Son répertoire se déploie à travers des projets ambitieux et des collaborations variées portées par Chloé Dabert :

  • Nadia C. (2016) : une adaptation sensible du roman de Lola Lafon consacré à la gymnaste Nadia Comăneci.
  • J’étais dans ma maison et j’attendais que la pluie vienne (2018) : une incursion réussie à la Comédie-Française avec le texte de Jean-Luc Lagarce.
  • Le Firmament (2022) : une fresque historique et féministe de Lucy Kirkwood réunissant seize interprètes sur scène. Ce spectacle d’envergure a reçu le Grand Prix du Syndicat de la Critique en 2023.
  • RAPT (2023) : la création française d’une pièce de l’autrice québécoise Lucie Boisdamour, qui tourne largement à travers le pays.
  • Marie Stuart (2025) : une relecture puissante du classique de Friedrich von Schiller, présentée avec succès lors de la saison écoulée.

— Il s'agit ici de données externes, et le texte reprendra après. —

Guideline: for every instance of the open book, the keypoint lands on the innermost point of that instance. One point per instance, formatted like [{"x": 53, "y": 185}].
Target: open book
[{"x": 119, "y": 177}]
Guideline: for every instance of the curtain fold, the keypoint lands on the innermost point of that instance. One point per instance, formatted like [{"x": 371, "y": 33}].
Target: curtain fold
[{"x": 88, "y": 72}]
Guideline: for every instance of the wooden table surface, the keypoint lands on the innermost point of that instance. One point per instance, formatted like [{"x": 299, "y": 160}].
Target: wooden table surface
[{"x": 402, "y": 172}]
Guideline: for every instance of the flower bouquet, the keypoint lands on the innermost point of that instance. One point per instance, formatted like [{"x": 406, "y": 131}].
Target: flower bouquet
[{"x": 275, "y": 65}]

Diriger les grandes institutions théâtrales françaises

Le projet partagé de la directrice de la Comédie de Reims

Forte de sa reconnaissance artistique, Chloé Dabert est nommée à la tête de la Comédie de Reims. Elle prend ses fonctions de directrice du Centre dramatique national (CDN) le 1er janvier 2019, succédant à Ludovic Lagarde. Son projet pour cette institution historique repose sur l’idée d’une maison d’artistes ouverte et profondément connectée à son territoire.

Pour animer ce lieu de création et d’expérimentation, elle s’entoure d’un collectif d’artistes associés de premier plan, parmi lesquels David Geselson, Bénédicte Cerutti et Noëmie Ksicova. Elle confie également des responsabilités pédagogiques au comédien Sébastien Éveno. Ensemble, ils renforcent la transmission en intégrant une classe préparatoire destinée à accompagner les jeunes talents vers les concours des écoles nationales. Son mandat rémois, qui s’achève fin 2026, aura profondément marqué la vie culturelle de la région.

Un nouveau chapitre historique au Théâtre National de Bretagne

L’avenir de la créatrice de théâtre s’écrira bientôt en Bretagne, une région qu’elle connaît particulièrement bien. Elle a en effet été nommée pour succéder à Arthur Nauzyciel à la direction du prestigieux Théâtre National de Bretagne (TNB) à Rennes. Sa nomination, effective à partir du 1er janvier 2027, revêt une dimension historique puisqu’elle est la première femme à diriger cette grande institution culturelle.

Pour ce nouveau mandat, elle entend poursuivre et développer les axes majeurs de sa démarche artistique. Son projet pour le TNB s’articule autour des écritures contemporaines, de l’ouverture sur l’international et d’une forte dynamique de création participative avec les habitants du territoire. Pour l’accompagner dans cette aventure rennaise, elle a déjà réuni un nouveau collectif d’artistes associés talentueux, comprenant notamment Alexander Zeldin, Lorraine de Sagazan et Joris Mathieu.

En plaçant l’humain et le collectif au cœur de ses préoccupations, Chloé Dabert continue de tracer un sillon singulier dans le paysage théâtral français. Son passage de Reims à Rennes s’annonce comme une transition majeure, promettant de faire vibrer la scène bretonne au rythme de ses exigences esthétiques et de ses engagements citoyens. À travers ses futures créations, nul doute qu’elle continuera d’offrir au public ce trouble salutaire qui nous aide à mieux appréhender la complexité du monde.